The darkened windowpane reflected his scowling look. Brodie turned from it, irritated by the blackness of his mood. But he knew the cause of it: she was late. He glanced at the clock on the black marble mantel. The carriage had left to pick her up more than an hour ago. Had something gone wrong? Why wasn't she here? Had there been trouble? He cursed himself for not going with it and for waiting for her here instead.

He glared at the emptiness of the richly furnished parlor, the many crystal pendants of the Waterford chandelier increasing the spray of candlelight that filled it. Once he'd enjoyed this room, taken pride in its beauty. Now, when he looked at the sofa where they always sat, part of the walnut parlor set he'd bought for the room from Prudent Mallard, he always imagined her there. Sometimes, when he was alone, he'd run his hand over the curved armrest where her hand so lightly rested. And sometimes he swore the rich red velvet held traces of her fragrance.

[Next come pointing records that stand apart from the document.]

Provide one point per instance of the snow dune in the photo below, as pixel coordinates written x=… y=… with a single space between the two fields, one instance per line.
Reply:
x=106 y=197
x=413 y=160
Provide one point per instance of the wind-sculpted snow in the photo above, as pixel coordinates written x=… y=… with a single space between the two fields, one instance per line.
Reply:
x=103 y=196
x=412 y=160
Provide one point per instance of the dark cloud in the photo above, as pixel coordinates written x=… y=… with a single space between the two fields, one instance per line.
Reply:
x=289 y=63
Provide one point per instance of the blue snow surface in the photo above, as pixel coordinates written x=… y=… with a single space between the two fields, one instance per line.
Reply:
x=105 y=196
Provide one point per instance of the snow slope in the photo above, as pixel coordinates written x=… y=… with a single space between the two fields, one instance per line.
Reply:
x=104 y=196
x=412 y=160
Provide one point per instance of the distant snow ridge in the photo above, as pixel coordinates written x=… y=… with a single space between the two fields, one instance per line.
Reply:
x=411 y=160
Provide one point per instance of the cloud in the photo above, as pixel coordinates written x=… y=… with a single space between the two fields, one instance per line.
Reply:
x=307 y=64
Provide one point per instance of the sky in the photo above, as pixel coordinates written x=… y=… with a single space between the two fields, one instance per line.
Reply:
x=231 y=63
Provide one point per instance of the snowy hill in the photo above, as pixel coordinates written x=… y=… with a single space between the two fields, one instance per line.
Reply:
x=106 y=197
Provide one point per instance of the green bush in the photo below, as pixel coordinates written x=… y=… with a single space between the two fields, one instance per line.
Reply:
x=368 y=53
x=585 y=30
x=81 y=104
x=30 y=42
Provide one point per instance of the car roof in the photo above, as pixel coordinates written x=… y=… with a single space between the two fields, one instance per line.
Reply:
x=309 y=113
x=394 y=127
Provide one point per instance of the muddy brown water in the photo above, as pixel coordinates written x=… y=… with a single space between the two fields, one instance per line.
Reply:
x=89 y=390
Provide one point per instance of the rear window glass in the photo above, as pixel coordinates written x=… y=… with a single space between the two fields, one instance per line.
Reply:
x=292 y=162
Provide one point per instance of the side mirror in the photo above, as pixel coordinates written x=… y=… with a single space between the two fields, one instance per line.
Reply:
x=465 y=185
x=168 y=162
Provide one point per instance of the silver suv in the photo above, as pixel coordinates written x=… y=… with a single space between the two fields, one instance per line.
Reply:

There was no more contentment in this house for him, no more satisfaction. He remembered how proudly he'd shown it off to her the first time she'd come. Now every room was marked with the memory of her reaction—the sound of soft, indrawn breaths of admiration, the sight of a hand trailing in approval over a mantel, even the occasional carefully worded criticism offered under the guise of a suggestion.

Dammit, where was she? Brodie spun back to the window and searched the darkness beyond for a glimpse of the carriage. Would she come? Would she notice the magnolias the gardener had planted in the front lawn, or the newly laid flagstoned walk in the rear, the beginnings of the courtyard she'd thought would be attractive there?

The bright light pouring from the parlor beckoned to her. Adrienne quietly closed the rear entrance door to the wide hall and let the light guide her to the parlor, then paused just inside to face Brodie with clear-shining eyes as he pivoted from the window toward her.

"Adrienne!" Disbelief flickered across his face. He took a step toward her and then stopped, as if expecting her to disappear. "I didn't hear the carriage."

"When you were not at the door to meet me, I thought you might have given up on me." She quickly unfastened her cloak and swung it off her shoulders. "Grand-père brought guests home to dinner unexpectedly. I had to wait until they had left and Tante ZeeZee had retired to her room."